What are the five food groups, and how can we help the entire family eat a balanced diet? The food guide pyramid on this page shows how to select a balanced diet and how to teach your child to make wise choices. How many servings do you need each day?

Calorie level 1,600(Many women and older adults)
2,200(Children, teen girls, active women and most men)
2,800(Teen boys and active men)

Bread Group Servings 6(Many women and older adults)
9(Children, teen girls, active women and most men)
11(Teen boys and active men)

Vegetable Group Serving 3(Many women and older adults)
4(Children, teen girls, active women and most men)
5(Teen boys and active men)
Fruit Group Servings 2(Many women and older adults)
3(Children, teen girls, active women and most men)
4(Teen boys and active men)

Milk Group serving 2-3(Many women and older adults)
2-3(Children, teen girls, active women and most men)
2-3(Teen boys and active men)

Meat Group Servings 2, for a total of 5 ounces (Many women and older adults)
2, for a total of 6 ounces (Children, teen girls, active women and most men)
3 for a total of 7 ounces(Teen boys and active men)

Total Fat (grams) 53(Many women and older adults)
73(Children, teen girls, active women and most men)
93((Teen boys and active men)

These are the calorie levels if you choose low fat.lean foods from the 5 major food groups and use foods from the fats, oils, and sweets group sparingly.
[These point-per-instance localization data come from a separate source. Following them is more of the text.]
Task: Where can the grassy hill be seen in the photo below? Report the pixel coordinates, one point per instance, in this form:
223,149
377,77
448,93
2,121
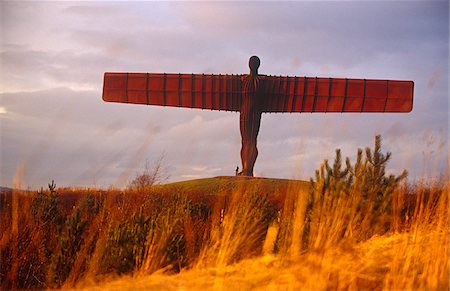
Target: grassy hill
226,233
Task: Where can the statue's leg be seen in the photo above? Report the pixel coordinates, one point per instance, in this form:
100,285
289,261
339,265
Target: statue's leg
249,151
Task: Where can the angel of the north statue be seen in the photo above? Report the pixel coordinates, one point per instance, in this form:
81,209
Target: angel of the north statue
253,94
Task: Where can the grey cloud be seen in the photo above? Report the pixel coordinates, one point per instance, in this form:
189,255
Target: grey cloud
76,138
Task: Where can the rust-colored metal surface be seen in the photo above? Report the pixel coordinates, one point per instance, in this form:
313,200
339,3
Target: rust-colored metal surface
281,94
253,94
215,92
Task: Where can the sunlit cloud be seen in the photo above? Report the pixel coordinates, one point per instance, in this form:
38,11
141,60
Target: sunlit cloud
55,55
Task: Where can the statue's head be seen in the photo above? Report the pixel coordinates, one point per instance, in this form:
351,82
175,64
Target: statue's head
254,63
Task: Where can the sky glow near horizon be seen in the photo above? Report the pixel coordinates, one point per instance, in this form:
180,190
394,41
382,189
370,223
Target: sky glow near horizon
54,124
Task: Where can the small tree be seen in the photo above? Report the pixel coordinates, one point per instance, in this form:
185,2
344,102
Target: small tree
355,200
149,177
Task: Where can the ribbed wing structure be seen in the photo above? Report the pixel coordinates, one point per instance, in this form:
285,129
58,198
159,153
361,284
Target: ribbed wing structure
215,92
281,94
309,94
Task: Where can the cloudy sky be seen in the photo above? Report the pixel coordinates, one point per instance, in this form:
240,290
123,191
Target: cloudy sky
54,124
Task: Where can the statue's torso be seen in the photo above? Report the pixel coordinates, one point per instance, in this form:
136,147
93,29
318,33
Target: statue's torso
252,95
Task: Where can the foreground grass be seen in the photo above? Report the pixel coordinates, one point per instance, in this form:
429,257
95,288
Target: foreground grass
367,266
347,229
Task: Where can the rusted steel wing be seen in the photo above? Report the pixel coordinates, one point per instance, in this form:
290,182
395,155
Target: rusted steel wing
309,94
215,92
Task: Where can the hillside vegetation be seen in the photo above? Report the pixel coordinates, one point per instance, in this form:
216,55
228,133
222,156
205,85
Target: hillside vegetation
350,227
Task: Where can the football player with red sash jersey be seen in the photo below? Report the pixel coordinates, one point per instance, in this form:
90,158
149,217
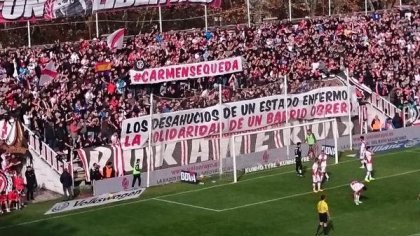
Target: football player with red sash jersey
4,202
316,176
369,164
357,188
19,183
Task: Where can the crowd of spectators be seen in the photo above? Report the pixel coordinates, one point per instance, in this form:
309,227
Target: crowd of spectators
81,108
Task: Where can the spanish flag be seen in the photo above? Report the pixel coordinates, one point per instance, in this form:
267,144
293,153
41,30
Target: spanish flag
103,66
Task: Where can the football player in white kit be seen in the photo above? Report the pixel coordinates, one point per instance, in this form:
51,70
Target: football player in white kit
323,167
316,177
362,151
369,164
357,188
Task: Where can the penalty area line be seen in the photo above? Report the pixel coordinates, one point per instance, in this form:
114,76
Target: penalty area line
186,205
162,196
307,193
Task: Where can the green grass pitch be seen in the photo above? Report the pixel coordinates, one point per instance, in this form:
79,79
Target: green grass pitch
274,202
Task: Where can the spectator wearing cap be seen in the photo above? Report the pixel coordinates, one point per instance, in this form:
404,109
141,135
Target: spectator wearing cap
136,173
95,174
67,182
108,171
31,183
397,121
376,124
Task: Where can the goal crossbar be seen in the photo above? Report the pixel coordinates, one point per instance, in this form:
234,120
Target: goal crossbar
287,127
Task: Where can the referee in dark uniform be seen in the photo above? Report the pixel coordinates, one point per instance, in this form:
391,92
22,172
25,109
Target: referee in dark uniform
298,160
323,214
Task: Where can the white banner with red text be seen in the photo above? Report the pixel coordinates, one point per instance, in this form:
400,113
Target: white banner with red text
236,117
186,71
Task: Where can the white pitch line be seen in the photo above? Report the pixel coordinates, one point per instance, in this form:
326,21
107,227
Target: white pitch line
186,205
307,193
167,195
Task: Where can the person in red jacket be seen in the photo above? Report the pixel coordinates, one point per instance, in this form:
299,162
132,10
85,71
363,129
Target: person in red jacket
14,199
19,183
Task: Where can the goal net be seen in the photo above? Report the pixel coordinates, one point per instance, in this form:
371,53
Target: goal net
272,148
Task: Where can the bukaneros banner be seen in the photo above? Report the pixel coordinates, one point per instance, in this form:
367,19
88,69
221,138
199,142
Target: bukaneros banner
186,71
23,10
236,117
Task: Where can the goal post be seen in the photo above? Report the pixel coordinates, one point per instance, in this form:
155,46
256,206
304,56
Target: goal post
285,138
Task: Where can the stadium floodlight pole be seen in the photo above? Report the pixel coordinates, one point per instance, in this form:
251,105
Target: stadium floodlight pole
220,130
97,25
233,151
150,155
287,116
349,109
29,34
335,137
205,17
160,19
248,12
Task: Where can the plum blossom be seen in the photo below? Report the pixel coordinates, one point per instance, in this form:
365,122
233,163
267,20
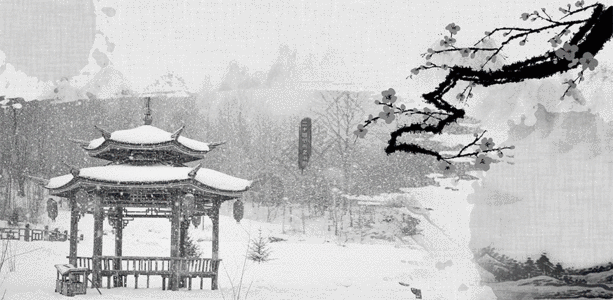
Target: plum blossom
447,42
389,96
487,144
483,162
588,61
446,167
361,131
555,41
387,114
567,52
571,83
453,28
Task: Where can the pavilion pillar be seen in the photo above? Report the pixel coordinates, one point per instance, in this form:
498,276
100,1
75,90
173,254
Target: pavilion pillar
182,241
98,233
74,228
175,235
183,237
118,226
214,215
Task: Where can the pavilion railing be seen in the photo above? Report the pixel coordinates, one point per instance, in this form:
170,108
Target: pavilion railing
148,265
28,235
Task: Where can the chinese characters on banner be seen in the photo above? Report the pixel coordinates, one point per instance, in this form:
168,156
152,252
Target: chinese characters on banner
304,143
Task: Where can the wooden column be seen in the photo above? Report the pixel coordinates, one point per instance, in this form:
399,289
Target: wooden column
117,280
175,228
214,215
74,228
98,233
183,238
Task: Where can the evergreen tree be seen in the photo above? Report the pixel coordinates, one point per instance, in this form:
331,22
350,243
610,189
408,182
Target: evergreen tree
529,268
544,265
558,271
259,250
191,249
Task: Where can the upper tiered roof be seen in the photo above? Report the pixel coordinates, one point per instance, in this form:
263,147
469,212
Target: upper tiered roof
147,144
148,159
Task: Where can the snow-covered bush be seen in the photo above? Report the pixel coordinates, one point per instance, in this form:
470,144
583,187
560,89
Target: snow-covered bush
259,250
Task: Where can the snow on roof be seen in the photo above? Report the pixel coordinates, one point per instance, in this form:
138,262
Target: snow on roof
155,173
59,181
148,134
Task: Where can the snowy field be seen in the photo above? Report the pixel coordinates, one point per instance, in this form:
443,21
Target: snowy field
303,267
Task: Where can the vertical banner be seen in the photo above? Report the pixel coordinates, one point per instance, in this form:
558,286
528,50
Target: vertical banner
304,143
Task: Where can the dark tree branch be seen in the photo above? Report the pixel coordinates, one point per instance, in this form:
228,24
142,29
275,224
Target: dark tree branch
591,37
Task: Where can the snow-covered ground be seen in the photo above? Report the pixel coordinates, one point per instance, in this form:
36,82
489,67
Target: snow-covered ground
303,267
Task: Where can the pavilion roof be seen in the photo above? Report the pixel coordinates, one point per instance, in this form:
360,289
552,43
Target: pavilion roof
147,139
160,176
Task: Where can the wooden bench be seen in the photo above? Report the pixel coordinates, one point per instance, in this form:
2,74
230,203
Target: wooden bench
116,269
71,281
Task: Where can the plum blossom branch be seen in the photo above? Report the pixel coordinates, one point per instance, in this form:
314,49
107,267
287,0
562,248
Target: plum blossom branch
589,39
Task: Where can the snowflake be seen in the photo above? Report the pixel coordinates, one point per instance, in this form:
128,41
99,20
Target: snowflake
588,61
361,131
453,28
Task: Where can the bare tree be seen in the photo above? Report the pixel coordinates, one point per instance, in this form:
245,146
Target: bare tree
578,51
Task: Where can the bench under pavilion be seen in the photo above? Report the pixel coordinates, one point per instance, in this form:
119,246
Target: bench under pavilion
146,178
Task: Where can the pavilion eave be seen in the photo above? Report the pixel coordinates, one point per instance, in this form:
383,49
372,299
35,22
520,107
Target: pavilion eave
186,185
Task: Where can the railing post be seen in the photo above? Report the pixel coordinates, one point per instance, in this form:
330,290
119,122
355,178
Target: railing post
98,233
74,228
214,215
175,228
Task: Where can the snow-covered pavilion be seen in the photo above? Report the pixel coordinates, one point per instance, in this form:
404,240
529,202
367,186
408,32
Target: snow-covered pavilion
146,178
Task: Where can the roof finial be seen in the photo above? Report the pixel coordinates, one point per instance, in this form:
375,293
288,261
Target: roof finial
148,118
177,133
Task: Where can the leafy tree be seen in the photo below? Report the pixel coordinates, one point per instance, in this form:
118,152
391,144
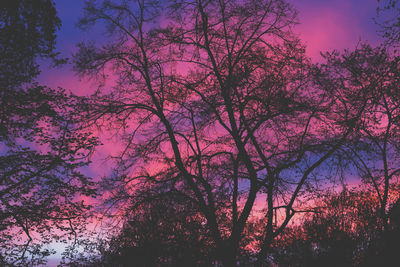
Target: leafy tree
41,151
215,102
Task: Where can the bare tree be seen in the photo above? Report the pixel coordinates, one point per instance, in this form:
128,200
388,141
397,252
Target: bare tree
375,150
215,102
41,151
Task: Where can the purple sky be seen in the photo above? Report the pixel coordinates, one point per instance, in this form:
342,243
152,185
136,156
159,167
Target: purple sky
324,25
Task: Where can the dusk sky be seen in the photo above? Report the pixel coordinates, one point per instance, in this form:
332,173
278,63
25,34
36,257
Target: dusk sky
324,25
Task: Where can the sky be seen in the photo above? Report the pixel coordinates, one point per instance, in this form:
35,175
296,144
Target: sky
324,25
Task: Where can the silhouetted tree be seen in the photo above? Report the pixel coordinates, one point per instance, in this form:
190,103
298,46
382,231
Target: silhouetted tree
214,102
161,232
41,151
340,233
375,150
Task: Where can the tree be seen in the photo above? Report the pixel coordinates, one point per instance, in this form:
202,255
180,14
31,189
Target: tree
216,103
345,230
375,151
163,232
41,149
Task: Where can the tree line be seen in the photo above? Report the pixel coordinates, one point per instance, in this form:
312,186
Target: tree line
229,132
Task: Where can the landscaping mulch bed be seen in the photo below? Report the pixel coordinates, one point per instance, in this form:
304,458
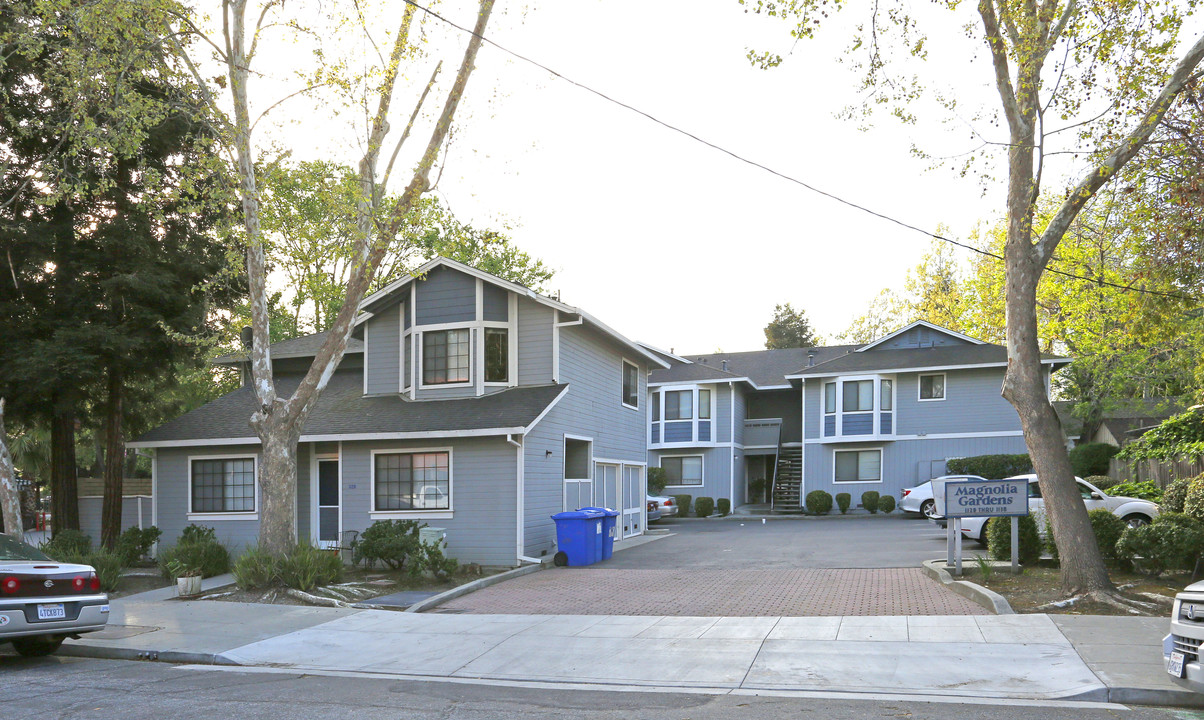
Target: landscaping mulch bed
1037,588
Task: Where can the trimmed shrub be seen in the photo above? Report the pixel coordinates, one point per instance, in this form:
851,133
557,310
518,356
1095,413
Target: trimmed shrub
991,467
254,568
683,502
998,540
1091,459
819,502
306,567
393,542
1108,529
656,479
1172,542
1175,495
1146,490
135,543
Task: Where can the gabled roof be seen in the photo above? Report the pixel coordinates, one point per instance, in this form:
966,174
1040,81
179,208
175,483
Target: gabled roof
383,294
920,324
306,346
343,412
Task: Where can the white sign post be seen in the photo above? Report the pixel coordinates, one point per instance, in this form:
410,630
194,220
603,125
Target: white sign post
980,499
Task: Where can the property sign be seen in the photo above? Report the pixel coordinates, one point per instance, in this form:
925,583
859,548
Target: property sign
986,499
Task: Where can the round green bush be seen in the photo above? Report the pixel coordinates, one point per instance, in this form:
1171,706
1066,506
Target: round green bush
819,502
998,540
1108,529
1175,495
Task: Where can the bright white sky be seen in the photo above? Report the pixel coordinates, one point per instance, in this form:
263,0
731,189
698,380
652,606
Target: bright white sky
664,238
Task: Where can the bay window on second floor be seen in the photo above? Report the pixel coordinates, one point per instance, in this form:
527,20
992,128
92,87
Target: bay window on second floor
857,407
683,414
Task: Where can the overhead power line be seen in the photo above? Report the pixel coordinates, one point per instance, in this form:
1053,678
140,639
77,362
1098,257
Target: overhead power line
778,173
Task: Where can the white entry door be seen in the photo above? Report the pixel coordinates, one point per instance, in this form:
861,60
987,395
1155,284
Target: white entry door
633,500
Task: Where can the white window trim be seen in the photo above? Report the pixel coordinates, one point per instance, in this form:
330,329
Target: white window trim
212,515
432,514
880,458
623,381
702,459
944,387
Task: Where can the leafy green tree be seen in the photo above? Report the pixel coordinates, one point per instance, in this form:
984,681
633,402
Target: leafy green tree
789,329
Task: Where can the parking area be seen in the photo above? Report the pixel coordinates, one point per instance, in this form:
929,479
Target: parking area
792,567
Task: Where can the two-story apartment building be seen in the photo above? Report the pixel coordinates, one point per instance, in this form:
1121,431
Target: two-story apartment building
881,415
465,401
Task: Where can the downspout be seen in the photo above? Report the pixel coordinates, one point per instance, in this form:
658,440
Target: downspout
519,501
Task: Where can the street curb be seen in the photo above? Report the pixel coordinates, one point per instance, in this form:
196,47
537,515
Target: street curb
442,597
173,656
987,598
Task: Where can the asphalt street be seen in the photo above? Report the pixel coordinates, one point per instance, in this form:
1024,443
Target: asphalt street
121,690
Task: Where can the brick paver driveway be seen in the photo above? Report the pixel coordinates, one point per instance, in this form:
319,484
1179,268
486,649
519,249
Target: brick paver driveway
795,567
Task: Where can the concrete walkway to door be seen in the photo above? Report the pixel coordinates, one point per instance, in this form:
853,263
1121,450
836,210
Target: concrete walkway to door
732,567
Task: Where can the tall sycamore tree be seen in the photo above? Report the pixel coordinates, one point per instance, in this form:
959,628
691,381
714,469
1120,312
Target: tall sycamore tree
1050,62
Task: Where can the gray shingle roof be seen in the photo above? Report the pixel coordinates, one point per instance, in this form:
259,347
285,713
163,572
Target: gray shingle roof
306,346
343,409
915,359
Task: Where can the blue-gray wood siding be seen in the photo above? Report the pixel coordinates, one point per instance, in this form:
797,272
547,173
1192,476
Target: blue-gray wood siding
446,295
382,332
785,405
495,302
906,464
484,490
920,337
592,407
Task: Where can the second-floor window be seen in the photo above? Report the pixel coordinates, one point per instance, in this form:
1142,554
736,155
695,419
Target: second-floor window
446,354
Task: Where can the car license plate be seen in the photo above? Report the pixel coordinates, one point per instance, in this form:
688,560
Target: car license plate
1175,665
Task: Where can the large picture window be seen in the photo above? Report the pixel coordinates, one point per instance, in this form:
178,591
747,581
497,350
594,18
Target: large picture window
683,471
446,355
497,355
859,466
223,485
412,482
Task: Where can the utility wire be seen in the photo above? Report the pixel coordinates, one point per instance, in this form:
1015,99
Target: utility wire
781,175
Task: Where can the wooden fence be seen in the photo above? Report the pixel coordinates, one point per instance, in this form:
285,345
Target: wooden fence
1160,471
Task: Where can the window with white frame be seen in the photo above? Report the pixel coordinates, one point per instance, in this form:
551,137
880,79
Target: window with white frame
932,387
857,466
630,384
446,356
223,485
684,470
412,481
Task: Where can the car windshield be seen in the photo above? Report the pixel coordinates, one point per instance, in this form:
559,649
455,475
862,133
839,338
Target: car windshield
13,549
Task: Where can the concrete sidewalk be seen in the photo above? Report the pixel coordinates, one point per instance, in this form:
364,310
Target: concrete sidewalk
984,656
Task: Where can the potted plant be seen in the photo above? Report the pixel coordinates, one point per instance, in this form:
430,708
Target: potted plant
188,578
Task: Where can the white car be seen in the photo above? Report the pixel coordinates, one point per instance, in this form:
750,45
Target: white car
1181,648
919,499
1133,511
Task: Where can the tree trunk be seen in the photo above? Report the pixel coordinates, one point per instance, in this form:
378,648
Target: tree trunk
10,497
64,494
114,464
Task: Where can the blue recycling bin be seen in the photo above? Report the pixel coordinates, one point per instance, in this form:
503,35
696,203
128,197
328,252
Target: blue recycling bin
578,537
607,547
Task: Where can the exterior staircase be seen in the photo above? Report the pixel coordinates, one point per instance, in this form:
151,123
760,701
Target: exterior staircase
788,482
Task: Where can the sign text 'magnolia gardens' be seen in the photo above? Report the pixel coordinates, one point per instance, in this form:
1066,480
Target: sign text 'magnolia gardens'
992,499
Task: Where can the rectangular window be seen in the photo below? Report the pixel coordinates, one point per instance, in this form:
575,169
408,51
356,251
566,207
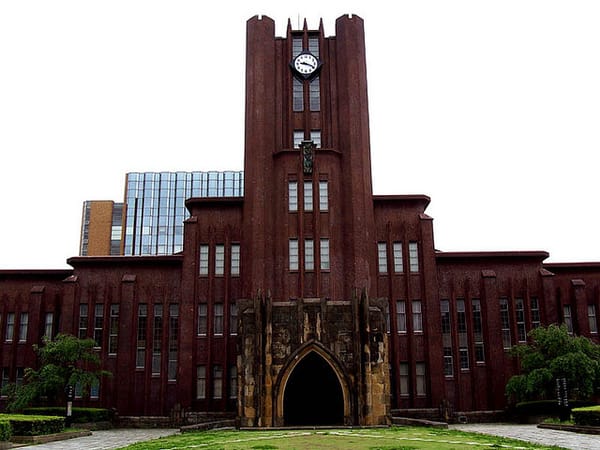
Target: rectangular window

Women who are pregnant or breastfeeding, teenagers, and young adults to age 24 need 3 servings. A balanced diet includes food from each of the following food groups:
1. Grains (bread, cereal, rice, and pasta);
2. Fruit (fresh, dried, or unsweetened canned);
3. Vegetables (raw or lightly cooked);
4. Meat (meat, poultry, fish, dried beans, eggs, and nuts); and
5. Dairy (milk, yogurt, and cheese).
Offer your children nutritious choices for meals and snacks. This way you can help them control their own diet. For example, you might offer a choice of an apple, an orange, or a banana. With older children (aged 7 and up) you can start by planning a menu together, letting the children check to make sure it includes all five food groups.